LABOUR was set to announce on Thursday of this week that it was going to ruin the old age of millions of workers. The government plans to increase the retirement age of public sector workers from 60 to 65 and scrap the final salary pension scheme, which guarantees workers security in their old age.
Thousands of low paid workers, particularly women, now face poverty in their old age after working until they drop to get their pensions.
Dave Prentis, general secretary of the Unison union, and GMB union leaders have pledged to oppose these attacks. Mark Serwotka, the general secretary of the PCS civil service workers’ union, has called for a public sector wide strike against any such attacks.

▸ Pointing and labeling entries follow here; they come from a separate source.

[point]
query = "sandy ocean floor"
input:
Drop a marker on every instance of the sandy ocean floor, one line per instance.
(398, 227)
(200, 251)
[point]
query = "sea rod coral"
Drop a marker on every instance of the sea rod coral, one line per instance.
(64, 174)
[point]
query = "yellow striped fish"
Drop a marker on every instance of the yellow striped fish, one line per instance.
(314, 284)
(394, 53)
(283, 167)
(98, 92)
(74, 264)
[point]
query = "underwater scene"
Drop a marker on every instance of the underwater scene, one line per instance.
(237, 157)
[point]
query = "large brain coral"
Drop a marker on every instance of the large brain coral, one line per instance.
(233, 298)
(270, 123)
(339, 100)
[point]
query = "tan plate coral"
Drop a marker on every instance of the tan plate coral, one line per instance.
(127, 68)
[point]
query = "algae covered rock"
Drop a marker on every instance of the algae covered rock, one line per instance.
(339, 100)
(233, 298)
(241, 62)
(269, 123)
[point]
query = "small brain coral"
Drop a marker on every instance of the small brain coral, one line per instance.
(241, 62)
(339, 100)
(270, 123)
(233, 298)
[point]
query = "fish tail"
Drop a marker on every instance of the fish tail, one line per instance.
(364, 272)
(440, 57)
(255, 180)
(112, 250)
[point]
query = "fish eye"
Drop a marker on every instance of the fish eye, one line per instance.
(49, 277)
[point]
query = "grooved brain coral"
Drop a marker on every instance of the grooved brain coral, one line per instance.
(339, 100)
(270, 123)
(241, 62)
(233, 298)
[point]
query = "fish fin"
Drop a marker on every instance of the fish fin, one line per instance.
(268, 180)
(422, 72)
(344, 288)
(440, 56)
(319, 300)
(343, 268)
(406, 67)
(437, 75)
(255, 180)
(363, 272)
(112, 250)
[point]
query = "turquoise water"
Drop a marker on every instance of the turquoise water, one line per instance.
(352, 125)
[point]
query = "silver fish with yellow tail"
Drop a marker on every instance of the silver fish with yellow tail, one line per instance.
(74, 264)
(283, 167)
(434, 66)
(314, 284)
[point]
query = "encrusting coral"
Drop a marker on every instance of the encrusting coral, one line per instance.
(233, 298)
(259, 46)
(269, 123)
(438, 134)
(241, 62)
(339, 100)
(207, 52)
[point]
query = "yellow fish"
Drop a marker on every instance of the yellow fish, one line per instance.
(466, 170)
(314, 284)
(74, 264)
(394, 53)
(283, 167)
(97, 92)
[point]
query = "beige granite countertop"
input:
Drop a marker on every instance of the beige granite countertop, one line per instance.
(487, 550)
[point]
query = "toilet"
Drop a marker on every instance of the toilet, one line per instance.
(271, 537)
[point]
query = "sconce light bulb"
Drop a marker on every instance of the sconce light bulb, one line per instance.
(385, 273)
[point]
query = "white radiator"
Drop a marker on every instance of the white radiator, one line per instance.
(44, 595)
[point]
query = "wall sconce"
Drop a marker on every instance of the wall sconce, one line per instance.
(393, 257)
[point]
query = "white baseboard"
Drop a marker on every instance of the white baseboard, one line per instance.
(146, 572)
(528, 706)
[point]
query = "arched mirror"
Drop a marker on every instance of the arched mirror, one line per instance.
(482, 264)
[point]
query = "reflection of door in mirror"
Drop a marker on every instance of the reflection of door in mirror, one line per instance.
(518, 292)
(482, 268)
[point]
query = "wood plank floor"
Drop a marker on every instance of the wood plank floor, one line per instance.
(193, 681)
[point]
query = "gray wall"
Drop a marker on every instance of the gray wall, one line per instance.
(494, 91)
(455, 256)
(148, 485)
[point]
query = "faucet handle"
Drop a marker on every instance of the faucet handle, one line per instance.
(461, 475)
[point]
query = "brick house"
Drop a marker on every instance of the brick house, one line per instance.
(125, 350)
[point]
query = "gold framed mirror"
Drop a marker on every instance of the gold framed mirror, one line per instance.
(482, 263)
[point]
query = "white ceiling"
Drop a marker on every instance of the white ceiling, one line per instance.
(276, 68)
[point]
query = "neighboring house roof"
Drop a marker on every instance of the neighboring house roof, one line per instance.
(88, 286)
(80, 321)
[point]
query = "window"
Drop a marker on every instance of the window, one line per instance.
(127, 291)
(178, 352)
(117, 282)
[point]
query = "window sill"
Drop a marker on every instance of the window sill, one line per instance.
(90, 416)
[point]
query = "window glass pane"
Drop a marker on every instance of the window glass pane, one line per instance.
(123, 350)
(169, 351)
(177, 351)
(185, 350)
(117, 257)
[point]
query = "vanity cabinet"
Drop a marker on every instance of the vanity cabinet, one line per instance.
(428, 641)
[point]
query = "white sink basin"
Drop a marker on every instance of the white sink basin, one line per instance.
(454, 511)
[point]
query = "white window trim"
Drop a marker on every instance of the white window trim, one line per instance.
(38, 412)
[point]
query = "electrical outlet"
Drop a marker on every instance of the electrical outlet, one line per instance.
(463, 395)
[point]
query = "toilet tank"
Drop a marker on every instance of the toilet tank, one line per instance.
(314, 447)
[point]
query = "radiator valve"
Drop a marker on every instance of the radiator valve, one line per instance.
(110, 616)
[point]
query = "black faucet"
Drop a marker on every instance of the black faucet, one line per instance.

This is not just happening in the public sector. Almost 500 factory workers at the former Carpets International plant in Newbridge, South Wales, have lost up to 60 percent of their pensions after the company stopped paying into their scheme before going bust.
This common attack needs a common response from all the unions. It is great news that unions like the GMB are talking about balloting to defend our rights.
A PCS member in a small, traditionally non-militant office said that people were going mad when they heard about the plans this week. They were asking when they were going on strike.
It is essential that the unions take action regardless of next year’s expected general election. Some union leaders may think that sitting in cosy rooms with Gordon Brown will get them somewhere.
But that has not borne any fruit so far. In fact, things have got worse. It is crucial that we oppose the government. The next term of a Labour government could be the worst of the lot for the public sector—through job cuts, attacks on conditions and privatisation.
We have to send a message that Labour can’t get away with this. What is required is a strike right across the public sector. It is only through common action that we will defeat these attacks.